Sentinels handled by WatermarkSerializer:

__datetime__ → datetime.fromisoformat(value)
__date__ → date.fromisoformat(value)
__time__ → time.fromisoformat(value)

Everything else is plain JSON (ints, floats, strings, nested dicts, lists).

Read-side push-down¶

Source readers apply the watermark during the read when possible:

Parquet / Delta / Iceberg — predicate pushdown on the watermark column.
Database (JDBC / connectorx) — appended WHERE watermark_col > ....
API — injected into request params/body via source.configure keys such as watermark_param_mapping, watermark_to_param, watermark_param_location, and watermark_param_format.
CSV / JSON / Excel — full scan, then filter in the engine (fallback).

Watermark operator¶

By default the comparison is > (strict greater-than), meaning "only rows newer than the last saved value". During replay, the driver passes watermark_operator=">=" (inclusive) so that the lower-bound chunk boundary is included in the read. Source readers forward this operator to the engine's apply_watermark_filter method.

Mode	Operator	Semantics
Normal ETL	`>`	Exclusive — skip the exact last-saved row
Replay chunk	`>=`	Inclusive — include the chunk start value

Backward look-back¶

Connection.date_backward reads backward offsets from the configure dict:

configure:
  backward_days: 7
  # or nested:
  backward:
    days: 7
    months: 1
    closing_day: 25

Useful when upstream systems occasionally correct historical rows and you want to replay a window rather than just "> last watermark".

Write-side update¶

After a write succeeds, the source reader's computed watermark is persisted by the driver through WatermarkManager.save_watermark(...). Readers compute the next watermark from the configured source.watermark_columns during the read flow, and the driver saves that value only after the destination write succeeds. On failure nothing is written — the next run retries from the same watermark.

Replay watermark behaviour¶

During run_replay(), watermark persistence is controlled by ReplayConfig.save_watermark:

`save_watermark`	Behaviour
`False` (default)	Production watermark is never touched — safe for backfill into new tables
`True`	Chunk upper bound is saved after each successful chunk — enables crash-resume

When save_watermark=True, already-completed chunks are skipped on re-run by comparing the stored watermark against chunk boundaries.

`watermark_window` (range-based delete)¶

After reading, the driver calls DataFlow.apply_watermark_window(source_runtime) to compute a {column: (lower, upper)} mapping from the source's effective watermark bounds.

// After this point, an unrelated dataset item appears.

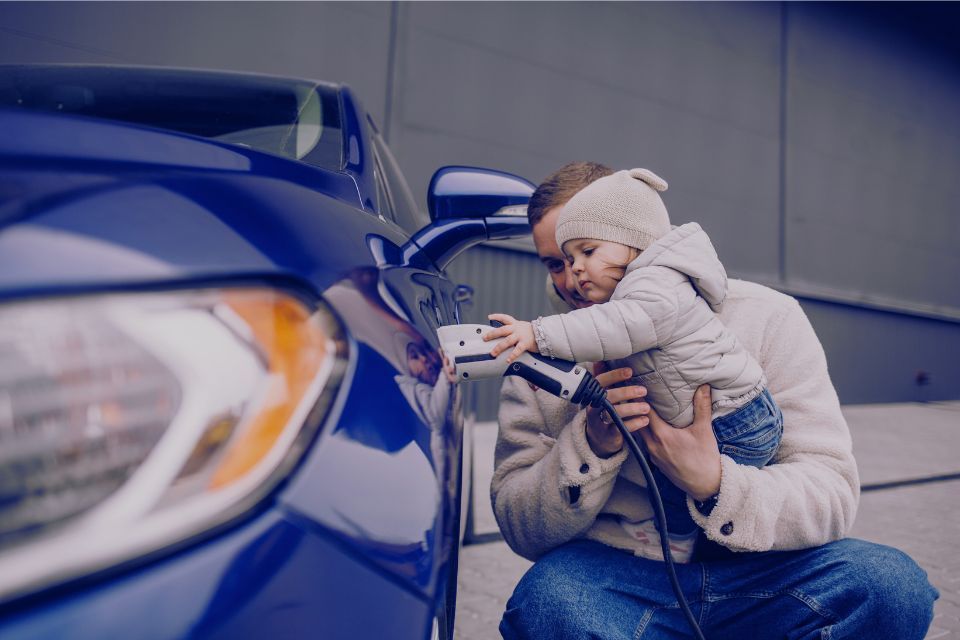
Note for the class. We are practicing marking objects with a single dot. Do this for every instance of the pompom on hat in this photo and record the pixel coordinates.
(624, 207)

This window is stored on dataflow.watermark_window and used by MergeOverwriteStrategy when replace_by_watermark is enabled to delete all target rows in the range before re-inserting fresh data.

The window is only computed when:

destination.replace_by_watermark is True
Both lower and upper bounds are available (i.e. source_runtime.watermark_before and source_runtime.watermark_after are populated)

See Destination · replace_by_watermark.

See How-to · Replay & backfill.

Empty watermark semantics¶

is_watermark_empty(wm) returns True when:

wm is None
wm == {}
every value in wm is None

Empty watermark means "read everything". The first run of a new dataflow always has an empty watermark.